From his point of view, Mr. Bannon describes the struggle in militaristic terms, vowing to associates that he “won’t give an inch.” He tells Mr. Trump that there is no political benefit to drifting even slightly toward the center on core issues like the Mexican border wall, immigration and the environment, while he argues against a large infrastructure spending package without a clear way to pay for it.
Mr. Bannon argues that it would be a fool’s errand to try to placate Democrats on Capitol Hill. That is a view shared by Mr. Priebus, a former chairman of the Republican National Committee. If Mr. Trump made a deal on health care with Democrats, Mr. Priebus told the president, it would jeopardize his chances of winning the Republican nomination in 2020, according to a person present for the conversation.
The split has widened in a White House filled with aides facing constant questions from reporters about their place. Kellyanne Conway, the president’s counselor and once the most prominent face of the White House, has been less visible after several public misstatements. Sean Spicer, the press secretary known for combative encounters with reporters, is struggling to match his aggressive boss’s expectations. And Mr. Trump’s penchant for polling outsiders about his staff fosters tension.
Mr. Priebus remains in a hot spot. Mr. Trump is fond of asking visitors, “How do you think Reince is doing?” and he expressed anger at the collapse of the health care overhaul, telling a longtime associate last week that he believed that Mr. Priebus was partly to blame.
One of Mr. Priebus’s top deputies, Katie Walsh, left the White House unexpectedly last week, and he has been alarmed by a spate of stories questioning his relationships with the president and with Vice President Mike Pence.

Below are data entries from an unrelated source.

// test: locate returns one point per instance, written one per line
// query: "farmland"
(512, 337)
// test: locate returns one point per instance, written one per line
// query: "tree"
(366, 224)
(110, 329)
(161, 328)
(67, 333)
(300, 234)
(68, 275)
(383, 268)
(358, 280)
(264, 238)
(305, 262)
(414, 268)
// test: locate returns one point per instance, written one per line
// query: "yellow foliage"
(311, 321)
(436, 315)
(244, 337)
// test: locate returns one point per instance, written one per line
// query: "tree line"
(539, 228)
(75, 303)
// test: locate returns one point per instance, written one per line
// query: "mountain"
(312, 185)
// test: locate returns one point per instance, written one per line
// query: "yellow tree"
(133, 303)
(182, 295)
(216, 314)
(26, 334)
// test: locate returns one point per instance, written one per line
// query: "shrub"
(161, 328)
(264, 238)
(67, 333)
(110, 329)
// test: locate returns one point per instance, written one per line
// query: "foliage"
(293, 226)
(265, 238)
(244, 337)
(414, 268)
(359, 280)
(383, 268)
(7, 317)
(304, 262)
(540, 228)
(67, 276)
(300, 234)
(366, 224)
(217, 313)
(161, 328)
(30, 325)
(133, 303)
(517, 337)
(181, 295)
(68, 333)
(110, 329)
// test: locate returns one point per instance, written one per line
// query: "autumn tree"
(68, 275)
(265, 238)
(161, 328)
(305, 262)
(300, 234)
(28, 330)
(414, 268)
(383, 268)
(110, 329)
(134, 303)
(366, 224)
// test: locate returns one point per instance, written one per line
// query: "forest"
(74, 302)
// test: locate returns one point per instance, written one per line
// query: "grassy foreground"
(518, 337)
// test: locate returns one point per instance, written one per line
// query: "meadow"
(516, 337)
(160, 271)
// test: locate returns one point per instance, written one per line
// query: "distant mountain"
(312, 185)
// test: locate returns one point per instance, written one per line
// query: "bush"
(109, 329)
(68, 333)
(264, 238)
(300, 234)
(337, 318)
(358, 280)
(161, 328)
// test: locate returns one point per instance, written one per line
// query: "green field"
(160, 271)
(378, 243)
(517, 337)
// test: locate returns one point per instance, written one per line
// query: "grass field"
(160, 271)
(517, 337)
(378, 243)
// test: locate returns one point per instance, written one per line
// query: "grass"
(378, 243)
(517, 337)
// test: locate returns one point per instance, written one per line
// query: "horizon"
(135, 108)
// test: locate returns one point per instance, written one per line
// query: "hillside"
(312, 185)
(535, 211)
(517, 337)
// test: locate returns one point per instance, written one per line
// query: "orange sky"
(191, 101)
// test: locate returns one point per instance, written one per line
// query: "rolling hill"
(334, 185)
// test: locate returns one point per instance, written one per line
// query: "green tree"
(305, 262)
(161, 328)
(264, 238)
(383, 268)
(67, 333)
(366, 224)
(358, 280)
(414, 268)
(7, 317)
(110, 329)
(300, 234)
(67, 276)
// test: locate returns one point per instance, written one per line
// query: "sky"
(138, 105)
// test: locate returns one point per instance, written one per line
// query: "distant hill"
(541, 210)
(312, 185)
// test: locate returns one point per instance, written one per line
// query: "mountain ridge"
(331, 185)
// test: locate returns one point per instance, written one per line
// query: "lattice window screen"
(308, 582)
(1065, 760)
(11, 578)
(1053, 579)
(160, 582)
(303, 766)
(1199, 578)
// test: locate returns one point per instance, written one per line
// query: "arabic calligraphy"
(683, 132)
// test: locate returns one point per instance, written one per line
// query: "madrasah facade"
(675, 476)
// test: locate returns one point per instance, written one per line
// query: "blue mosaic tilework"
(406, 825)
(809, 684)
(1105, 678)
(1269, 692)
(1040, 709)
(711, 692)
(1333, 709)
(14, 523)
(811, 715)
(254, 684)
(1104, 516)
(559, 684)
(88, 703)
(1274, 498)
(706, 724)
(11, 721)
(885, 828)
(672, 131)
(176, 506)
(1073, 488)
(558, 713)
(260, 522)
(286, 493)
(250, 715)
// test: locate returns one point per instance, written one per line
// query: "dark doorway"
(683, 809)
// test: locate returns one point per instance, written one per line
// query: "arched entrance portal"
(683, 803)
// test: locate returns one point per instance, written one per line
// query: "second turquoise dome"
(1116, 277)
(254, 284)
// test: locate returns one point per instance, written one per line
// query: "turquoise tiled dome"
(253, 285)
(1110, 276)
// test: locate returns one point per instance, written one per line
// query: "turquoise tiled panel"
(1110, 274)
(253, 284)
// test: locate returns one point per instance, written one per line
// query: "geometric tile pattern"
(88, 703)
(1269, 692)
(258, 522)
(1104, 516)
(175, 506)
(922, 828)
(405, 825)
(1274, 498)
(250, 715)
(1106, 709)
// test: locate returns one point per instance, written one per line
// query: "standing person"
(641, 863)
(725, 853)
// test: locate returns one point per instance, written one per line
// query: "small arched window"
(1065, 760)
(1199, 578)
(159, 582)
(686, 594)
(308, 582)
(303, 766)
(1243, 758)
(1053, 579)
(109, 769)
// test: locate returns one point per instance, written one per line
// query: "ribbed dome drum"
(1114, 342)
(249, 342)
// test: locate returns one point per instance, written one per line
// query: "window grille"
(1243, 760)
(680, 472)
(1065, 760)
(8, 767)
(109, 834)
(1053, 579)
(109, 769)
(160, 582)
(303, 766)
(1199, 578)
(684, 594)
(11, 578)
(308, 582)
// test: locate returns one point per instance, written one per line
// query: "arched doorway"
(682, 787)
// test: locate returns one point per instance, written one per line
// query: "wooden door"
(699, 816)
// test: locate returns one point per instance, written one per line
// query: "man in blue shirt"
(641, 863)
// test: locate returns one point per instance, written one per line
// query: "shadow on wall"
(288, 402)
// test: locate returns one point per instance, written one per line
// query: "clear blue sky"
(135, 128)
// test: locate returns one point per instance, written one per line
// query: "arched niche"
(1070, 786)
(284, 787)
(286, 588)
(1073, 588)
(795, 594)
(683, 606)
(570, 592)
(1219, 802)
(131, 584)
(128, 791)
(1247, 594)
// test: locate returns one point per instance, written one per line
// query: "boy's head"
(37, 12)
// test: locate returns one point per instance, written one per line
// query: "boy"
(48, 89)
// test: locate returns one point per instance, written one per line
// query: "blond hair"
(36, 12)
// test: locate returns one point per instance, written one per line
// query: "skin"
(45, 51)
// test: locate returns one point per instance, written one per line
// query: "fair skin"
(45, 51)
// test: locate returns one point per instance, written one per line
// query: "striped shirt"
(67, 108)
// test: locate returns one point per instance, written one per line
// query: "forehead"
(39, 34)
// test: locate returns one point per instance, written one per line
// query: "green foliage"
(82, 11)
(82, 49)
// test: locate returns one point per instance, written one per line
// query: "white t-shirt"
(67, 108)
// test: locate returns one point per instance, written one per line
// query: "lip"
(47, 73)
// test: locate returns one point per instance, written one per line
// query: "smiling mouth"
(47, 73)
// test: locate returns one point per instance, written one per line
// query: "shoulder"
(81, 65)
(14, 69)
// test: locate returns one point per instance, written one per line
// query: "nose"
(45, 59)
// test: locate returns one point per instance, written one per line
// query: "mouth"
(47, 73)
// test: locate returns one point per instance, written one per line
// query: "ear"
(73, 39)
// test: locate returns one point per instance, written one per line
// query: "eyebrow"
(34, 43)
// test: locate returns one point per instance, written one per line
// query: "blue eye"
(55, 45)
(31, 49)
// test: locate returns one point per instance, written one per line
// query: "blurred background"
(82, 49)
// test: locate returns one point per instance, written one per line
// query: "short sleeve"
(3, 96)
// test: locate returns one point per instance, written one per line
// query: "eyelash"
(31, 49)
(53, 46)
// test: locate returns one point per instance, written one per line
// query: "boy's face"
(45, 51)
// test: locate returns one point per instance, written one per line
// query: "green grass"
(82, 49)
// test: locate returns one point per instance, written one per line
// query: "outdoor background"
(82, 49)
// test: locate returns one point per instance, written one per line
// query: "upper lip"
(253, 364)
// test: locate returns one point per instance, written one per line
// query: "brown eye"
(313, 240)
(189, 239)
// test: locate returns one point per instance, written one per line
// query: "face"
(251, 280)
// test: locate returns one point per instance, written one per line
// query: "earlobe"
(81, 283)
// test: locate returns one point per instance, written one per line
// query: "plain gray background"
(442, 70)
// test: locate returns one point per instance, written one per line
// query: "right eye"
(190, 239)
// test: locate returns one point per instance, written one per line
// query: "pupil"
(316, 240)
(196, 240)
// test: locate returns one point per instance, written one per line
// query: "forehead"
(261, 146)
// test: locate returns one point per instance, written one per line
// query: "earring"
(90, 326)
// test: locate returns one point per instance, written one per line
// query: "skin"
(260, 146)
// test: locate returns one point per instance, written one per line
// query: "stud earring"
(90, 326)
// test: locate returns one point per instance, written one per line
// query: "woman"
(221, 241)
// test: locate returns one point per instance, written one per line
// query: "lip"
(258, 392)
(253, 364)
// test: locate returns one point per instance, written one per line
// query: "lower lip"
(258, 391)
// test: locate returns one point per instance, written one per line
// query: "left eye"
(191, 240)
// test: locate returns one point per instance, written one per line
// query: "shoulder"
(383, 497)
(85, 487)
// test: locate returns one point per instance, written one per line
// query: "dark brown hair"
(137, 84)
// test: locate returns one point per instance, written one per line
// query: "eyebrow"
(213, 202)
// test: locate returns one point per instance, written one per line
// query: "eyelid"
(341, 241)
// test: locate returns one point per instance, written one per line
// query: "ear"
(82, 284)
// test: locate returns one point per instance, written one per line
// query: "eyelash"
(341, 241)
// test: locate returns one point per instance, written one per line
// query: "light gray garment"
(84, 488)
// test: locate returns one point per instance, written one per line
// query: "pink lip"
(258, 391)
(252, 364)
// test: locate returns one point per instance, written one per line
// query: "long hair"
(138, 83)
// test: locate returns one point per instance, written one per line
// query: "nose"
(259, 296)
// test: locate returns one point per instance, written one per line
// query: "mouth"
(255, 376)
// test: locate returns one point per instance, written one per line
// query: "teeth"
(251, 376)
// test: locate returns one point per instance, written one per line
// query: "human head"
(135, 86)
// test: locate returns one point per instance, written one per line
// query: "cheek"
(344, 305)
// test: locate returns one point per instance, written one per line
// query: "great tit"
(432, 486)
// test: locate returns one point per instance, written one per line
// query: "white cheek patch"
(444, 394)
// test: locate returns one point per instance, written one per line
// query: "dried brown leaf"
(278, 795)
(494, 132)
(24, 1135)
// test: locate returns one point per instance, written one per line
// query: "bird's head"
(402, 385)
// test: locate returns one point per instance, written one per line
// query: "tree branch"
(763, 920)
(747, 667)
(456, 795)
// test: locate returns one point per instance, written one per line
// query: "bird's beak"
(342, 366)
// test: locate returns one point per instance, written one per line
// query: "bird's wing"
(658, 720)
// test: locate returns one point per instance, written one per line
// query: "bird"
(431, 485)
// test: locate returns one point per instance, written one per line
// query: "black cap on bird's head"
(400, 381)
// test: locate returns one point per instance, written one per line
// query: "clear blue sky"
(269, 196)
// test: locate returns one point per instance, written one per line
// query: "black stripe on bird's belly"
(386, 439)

Mr. Priebus personally reached out to two administration officials urging them to push back with journalists reporting on tension with Mr. Pence.
Anxious for a victory, Mr. Priebus hastily convened a meeting with Mr. Pence, House Speaker Paul Ryan and others in his corner office on Wednesday night and pressed for a quick vote on the health care repeal package, or some element of it, before the House left for its spring recess on Thursday. Mr. Ryan, who is close to Mr. Priebus, rejected the idea, explaining that the Republican leadership needed more time to secure votes to pass anything.
Similarly, Mr. Bannon has told associates that he has been frustrated by recent setbacks and has resolved to dig in hard. He has been prodded by his longtime financial patron, Rebekah Mercer, the conservative philanthropist and political donor, according to White House insiders. But she was in little position to help him, since Mr. Trump is said to have grown weary of the Mercers’ seeking to enforce control over outside groups supporting him.
The wrestling match has spilled over into public view as each camp seeks reinforcements among news media and conservative figures. Roger J. Stone Jr., an on-and-off adviser to Mr. Trump for 30 years, accused Mr. Kushner of planting negative views of Mr. Bannon on MSNBC’s “Morning Joe,” a show the president is known to watch.
“Many of the anti-Steve Bannon stories that you see, the themes that you see on ‘Morning Joe,’ are being dictated by Kushner, while Mr. Kushner’s plate is very full with Middle Eastern peace and the China visit and so on,” Mr. Stone said this week on the radio show hosted by Alex Jones, an avid fan of Mr. Trump’s who loathes establishment figures and traffics in conspiracy theories.
Mr. Bannon’s supporters are publicly warning about the subversion of Mr. Trump’s real agenda by the so-called Democrats.
“This isn’t about palace intrigue,” Laura Ingraham, the conservative radio host and author who was one of Mr. Trump’s earliest backers, said in an interview. “This is about a full-scale assault against the Trump agenda from within. If the president allows this to continue and drifts away from his key pledges, he risks losing his core constituency and any hope of a second term.”